Whatever you think of George W. Bush’s wars in Afghanistan
and Iraq — I wholeheartedly approved of Afghanistan and was as
indecisive as Hamlet about Iraq — at least he went to Congress,
twice, and got them to formally authorize hostilities. Obama
assures us that he launched American war planes into Libya only
“after consulting the bipartisan leadership of Congress,” but why
not at least hold a quick vote, or promise to hold one at the first
possible opportunity?
3. What dithering? Obama last night
painted himself as a decisive leader, but that is far from the
truth. In fact, he dithered. He issued ultimata to Libyan strongman
Moammar Gaddafi. He waffled on whether the U.S. would support a
no-fly zone or help enforce one if the UN voted for it, and then he
suddenly decided to go all-in. Obama indecision was the main reason
a congressional vote wasn’t called. There was one really good
reason for this that he did his best to paper over in his
speech.
4. What civil war? The thing that started
the conflict, said Obama, was that “Libyans took to the streets to
claim their basic human rights.” They are, in his telling “innocent
people,” “men, women and children who sought their freedom from
fear.” For some Libyans, that is undoubtedly true, and Gaddafi is
nobody’s idea of a good guy, but the situation on the ground was
much more complicated than the one Obama tried to spoonfeed
us.
Libya is an unnatural political creation of three tribes
in one nation, overseen by a strongman. What is happening now looks
less like an uprising and more like a civil war. By enforcing a
no-fly zone, the U.S. is taking sides in that civil war, though
we’re doing so in a manner ill-befitting a superpower.

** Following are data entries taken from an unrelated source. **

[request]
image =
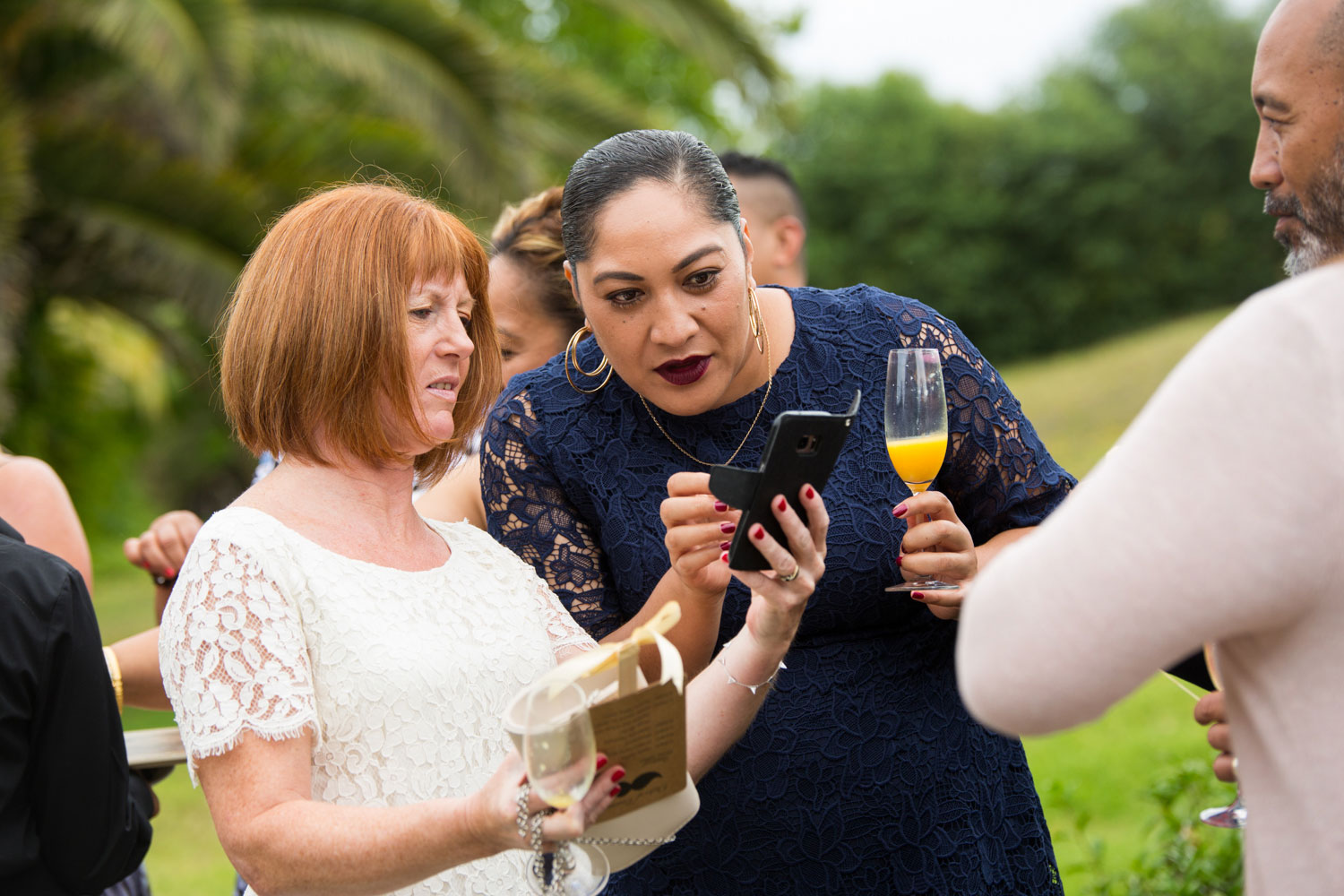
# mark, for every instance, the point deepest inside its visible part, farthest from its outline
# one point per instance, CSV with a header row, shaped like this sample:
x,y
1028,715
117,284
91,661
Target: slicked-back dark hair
x,y
618,163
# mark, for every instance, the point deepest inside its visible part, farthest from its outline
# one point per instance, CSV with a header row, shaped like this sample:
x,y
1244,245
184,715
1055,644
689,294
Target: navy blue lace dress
x,y
863,772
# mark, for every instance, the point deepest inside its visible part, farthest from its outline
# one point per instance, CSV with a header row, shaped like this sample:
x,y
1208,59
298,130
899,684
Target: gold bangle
x,y
115,672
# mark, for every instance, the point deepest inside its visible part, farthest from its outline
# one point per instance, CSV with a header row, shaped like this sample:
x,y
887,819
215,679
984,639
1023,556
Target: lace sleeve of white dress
x,y
567,635
233,653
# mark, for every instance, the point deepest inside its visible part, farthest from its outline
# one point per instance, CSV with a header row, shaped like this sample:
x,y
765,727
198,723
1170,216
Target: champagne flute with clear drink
x,y
561,756
1233,814
916,418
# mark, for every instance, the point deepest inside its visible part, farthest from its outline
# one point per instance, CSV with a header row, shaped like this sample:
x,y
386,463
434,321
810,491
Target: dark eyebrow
x,y
616,274
696,255
690,260
1265,101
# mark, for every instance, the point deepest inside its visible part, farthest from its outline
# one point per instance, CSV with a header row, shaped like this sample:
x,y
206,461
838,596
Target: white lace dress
x,y
401,676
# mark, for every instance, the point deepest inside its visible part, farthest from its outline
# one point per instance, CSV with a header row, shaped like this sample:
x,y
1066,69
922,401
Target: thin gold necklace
x,y
763,400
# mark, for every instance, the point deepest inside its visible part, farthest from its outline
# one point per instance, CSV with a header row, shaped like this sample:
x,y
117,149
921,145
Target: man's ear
x,y
792,236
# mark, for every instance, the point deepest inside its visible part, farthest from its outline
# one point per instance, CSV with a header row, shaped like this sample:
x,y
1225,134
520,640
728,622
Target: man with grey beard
x,y
1297,88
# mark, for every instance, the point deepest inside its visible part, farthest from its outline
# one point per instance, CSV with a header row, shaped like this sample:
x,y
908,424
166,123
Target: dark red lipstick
x,y
685,371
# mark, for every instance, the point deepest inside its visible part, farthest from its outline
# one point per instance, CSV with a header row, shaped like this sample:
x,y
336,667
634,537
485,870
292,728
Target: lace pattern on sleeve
x,y
233,654
529,512
999,474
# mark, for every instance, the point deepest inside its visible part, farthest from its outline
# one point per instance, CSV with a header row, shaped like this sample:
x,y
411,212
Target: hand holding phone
x,y
803,449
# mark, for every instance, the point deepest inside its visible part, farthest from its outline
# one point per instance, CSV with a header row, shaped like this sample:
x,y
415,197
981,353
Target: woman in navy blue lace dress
x,y
863,772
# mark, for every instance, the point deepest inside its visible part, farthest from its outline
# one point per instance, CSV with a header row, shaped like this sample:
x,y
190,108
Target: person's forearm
x,y
142,683
986,552
694,635
720,710
304,847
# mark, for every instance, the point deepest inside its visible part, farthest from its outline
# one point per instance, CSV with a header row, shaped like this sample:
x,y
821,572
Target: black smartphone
x,y
803,447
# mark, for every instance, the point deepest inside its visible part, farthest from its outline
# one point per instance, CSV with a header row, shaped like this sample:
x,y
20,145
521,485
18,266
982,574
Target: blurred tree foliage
x,y
1112,198
145,144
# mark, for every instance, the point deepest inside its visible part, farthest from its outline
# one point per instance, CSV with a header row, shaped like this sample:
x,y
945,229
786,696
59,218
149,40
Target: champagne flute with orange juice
x,y
917,429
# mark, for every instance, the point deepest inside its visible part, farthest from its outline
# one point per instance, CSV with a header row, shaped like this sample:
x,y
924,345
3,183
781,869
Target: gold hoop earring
x,y
755,320
572,357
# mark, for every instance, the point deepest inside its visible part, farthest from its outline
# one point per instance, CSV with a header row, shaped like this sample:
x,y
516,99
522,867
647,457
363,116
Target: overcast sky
x,y
978,51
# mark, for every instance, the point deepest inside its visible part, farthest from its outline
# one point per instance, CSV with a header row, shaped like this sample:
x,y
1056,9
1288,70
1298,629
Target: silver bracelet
x,y
744,684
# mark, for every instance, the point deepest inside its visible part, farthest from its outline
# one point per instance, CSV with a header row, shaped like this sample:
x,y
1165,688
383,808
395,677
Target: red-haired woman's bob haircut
x,y
314,360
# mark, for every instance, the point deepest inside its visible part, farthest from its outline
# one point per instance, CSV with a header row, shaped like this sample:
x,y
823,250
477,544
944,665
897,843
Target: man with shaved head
x,y
1297,88
1249,563
1298,91
774,215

5. What regime change? Obama’s clear goal
is regime change, but he doesn’t want to call it that. Oh, don’t
misunderstand, he has “embraced the goal” of getting Gaddafi out of
power and will “actively pursue it through non-military means.” In
the meantime, the US and NATO will continue the bomb the crap out
of the ruler’s forces and thus give support to the rebels. But,
ahem, just who are these rebels?
6. What about al Qaeda? This is the point
where it would be very helpful to have a clear idea of what is and
is not in America’s clearly defined national interest, rather than
our vague ideals. How about this one: It is bad for U.S. interests
to enter a conflict on the same side as al Qaeda.
Well, that’s going to be a problem in Libya. Al Qaeda has
for years schemed against the Libyan strongman. Its agents are on
the ground working for his overthrow. Obama brought up al Qaeda
twice in his speech but never once mentioned this troublesome
fact.
Let’s grant that it is possible that al Qaeda’s influence
is being overblown. But shouldn’t our president have spent some
time in his self-congratulatory address explaining to us mere
mortals why his recent actions do not make it more likely that an
al Qaeda-influenced government will rise to power?